In einem von Ausbeutung und Umweltzerstörung geplagten System sind kosmetische Oberflächenveränderungen allerdings nicht ausreichend. »Wir müssen uns von der naiven Suche nach einer moralischen und gerechten Form des Kapitalismus verabschieden«, so der Sozialtheoretiker David Harvey. »Am Ende des Tages zählt es kein bisschen, ob wir gute Absichten haben und zu ethischem Handeln tendieren oder maßlos gierig und mit zerstörerischem Konkurrenzverhalten unterwegs sind. Die Logik der endlosen Akkumulation von Kapital und des nie endenden Wachstums begleitet uns immer.«50 Das Problem ist nicht, dass ich nicht an einen »gerechten Kapitalismus« glaube, sondern, dass er nicht existiert.
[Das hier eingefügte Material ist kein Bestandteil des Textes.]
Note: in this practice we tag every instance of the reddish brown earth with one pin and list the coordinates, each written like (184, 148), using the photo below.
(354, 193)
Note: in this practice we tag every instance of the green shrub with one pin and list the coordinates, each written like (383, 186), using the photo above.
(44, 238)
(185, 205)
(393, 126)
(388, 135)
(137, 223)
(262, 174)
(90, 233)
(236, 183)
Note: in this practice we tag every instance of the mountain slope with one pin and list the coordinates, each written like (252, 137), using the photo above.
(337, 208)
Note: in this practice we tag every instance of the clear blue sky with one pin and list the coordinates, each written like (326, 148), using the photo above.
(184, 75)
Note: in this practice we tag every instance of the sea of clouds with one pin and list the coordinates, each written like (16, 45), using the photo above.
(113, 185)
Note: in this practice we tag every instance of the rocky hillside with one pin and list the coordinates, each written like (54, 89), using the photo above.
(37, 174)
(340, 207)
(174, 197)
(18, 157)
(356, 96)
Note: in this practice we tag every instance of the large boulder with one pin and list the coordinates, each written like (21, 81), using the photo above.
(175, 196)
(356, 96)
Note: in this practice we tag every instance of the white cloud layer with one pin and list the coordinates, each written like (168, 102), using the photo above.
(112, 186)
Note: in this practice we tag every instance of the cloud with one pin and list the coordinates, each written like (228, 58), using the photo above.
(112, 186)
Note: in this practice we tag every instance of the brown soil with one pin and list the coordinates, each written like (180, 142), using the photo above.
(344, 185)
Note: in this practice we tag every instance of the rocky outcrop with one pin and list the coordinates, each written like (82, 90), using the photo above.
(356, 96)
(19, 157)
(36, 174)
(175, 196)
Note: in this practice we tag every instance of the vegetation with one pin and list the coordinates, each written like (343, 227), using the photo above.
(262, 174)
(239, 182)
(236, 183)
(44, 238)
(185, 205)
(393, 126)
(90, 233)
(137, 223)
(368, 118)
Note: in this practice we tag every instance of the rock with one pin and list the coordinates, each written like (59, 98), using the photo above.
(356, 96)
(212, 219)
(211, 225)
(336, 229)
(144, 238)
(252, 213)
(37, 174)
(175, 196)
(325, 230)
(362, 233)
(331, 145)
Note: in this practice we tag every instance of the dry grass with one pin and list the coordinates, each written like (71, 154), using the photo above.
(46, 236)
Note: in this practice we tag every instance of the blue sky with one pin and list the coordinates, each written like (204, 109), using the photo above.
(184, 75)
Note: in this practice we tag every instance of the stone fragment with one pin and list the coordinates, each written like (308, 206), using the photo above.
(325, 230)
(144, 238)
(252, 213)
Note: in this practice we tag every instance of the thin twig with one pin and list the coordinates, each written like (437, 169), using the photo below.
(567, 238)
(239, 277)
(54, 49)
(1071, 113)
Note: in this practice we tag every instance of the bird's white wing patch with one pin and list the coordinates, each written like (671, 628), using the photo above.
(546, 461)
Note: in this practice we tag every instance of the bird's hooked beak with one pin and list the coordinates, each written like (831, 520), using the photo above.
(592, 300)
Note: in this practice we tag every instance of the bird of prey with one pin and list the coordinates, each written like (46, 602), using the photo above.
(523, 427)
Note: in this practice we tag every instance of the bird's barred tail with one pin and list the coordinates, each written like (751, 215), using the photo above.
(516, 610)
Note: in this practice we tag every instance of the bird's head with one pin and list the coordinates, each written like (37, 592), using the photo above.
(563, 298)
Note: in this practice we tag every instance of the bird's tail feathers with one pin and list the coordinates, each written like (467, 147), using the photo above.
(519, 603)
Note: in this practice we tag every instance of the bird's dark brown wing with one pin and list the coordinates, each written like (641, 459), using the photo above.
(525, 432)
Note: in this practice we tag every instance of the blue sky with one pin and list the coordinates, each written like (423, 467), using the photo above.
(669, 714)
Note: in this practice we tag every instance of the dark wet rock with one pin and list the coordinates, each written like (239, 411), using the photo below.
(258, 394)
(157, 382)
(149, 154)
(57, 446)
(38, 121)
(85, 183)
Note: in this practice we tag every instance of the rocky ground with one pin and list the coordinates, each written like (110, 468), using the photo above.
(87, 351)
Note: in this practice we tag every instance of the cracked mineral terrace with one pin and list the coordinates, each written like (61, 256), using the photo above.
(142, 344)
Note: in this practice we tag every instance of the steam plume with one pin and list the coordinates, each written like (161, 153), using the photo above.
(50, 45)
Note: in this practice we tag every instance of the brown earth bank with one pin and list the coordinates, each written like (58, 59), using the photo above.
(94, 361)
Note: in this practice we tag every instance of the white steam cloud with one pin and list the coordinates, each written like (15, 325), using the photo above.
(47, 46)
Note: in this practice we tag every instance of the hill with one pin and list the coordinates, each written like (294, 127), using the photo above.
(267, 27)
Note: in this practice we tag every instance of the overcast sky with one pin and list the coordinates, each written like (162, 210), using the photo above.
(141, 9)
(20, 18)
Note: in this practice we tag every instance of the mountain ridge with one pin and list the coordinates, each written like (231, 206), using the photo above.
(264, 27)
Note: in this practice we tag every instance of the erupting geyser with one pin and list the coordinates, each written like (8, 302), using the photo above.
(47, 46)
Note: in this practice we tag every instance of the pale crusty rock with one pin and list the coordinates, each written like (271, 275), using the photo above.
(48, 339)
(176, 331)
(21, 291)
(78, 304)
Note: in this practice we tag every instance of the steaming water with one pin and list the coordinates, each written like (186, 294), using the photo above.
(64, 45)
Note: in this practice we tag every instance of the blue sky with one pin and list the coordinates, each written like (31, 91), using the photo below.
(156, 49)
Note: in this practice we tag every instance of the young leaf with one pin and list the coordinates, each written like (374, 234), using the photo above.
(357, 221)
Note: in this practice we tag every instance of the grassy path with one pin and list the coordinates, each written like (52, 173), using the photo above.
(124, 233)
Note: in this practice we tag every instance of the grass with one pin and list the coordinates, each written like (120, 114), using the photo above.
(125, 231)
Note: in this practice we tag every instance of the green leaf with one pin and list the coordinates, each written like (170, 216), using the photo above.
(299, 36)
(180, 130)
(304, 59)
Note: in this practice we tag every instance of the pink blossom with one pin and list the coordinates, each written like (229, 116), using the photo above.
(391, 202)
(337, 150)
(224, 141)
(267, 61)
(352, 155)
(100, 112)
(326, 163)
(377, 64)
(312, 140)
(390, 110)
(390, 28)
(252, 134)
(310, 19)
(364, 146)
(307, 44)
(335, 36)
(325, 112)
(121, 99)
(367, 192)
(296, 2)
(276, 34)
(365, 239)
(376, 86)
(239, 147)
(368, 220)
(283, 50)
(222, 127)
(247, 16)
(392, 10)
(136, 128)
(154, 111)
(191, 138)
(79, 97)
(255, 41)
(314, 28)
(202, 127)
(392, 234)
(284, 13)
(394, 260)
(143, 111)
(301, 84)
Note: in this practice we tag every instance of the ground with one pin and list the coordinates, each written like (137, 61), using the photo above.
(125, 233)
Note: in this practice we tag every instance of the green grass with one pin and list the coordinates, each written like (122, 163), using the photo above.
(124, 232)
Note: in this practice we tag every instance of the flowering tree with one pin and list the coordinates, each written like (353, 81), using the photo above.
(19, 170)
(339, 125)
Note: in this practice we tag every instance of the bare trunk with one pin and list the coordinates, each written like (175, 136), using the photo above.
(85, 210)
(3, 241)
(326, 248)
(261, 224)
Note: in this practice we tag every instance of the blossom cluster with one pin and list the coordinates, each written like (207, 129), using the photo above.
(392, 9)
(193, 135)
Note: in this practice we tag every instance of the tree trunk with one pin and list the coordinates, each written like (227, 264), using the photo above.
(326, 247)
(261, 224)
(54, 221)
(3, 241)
Einige der Methoden für organisierte Reformen, die in diesem Kapitel vorgestellt wurden, sind kleine Entwürfe davon, wie ideale Gesellschaften aussehen könnten. Die internationale Arbeiter:innenbewegung und Solidaritätskampagnen sind essenzielle Faktoren, um die Welt zu verändern und an einer neuen Welt zu arbeiten. Kollektive Kampagnen können verbinden, animieren, bilden und inspirieren, aber keine Kleidung produzieren, die komplett frei von Ausbeutung und Umweltverschmutzung ist. Im Kapitalismus ist das schlicht unmöglich. Faire Kleider gibt es nicht, egal wie enttäuschend es auch sein mag, das zu hören. Doch eine kurzzeitige Enttäuschung ist ein geringer Preis, wenn es darum geht, bei dem größten Projekt dabei zu sein, mit dem sich die Menschheit je konfrontiert sah: dem Sturz des Kapitalismus.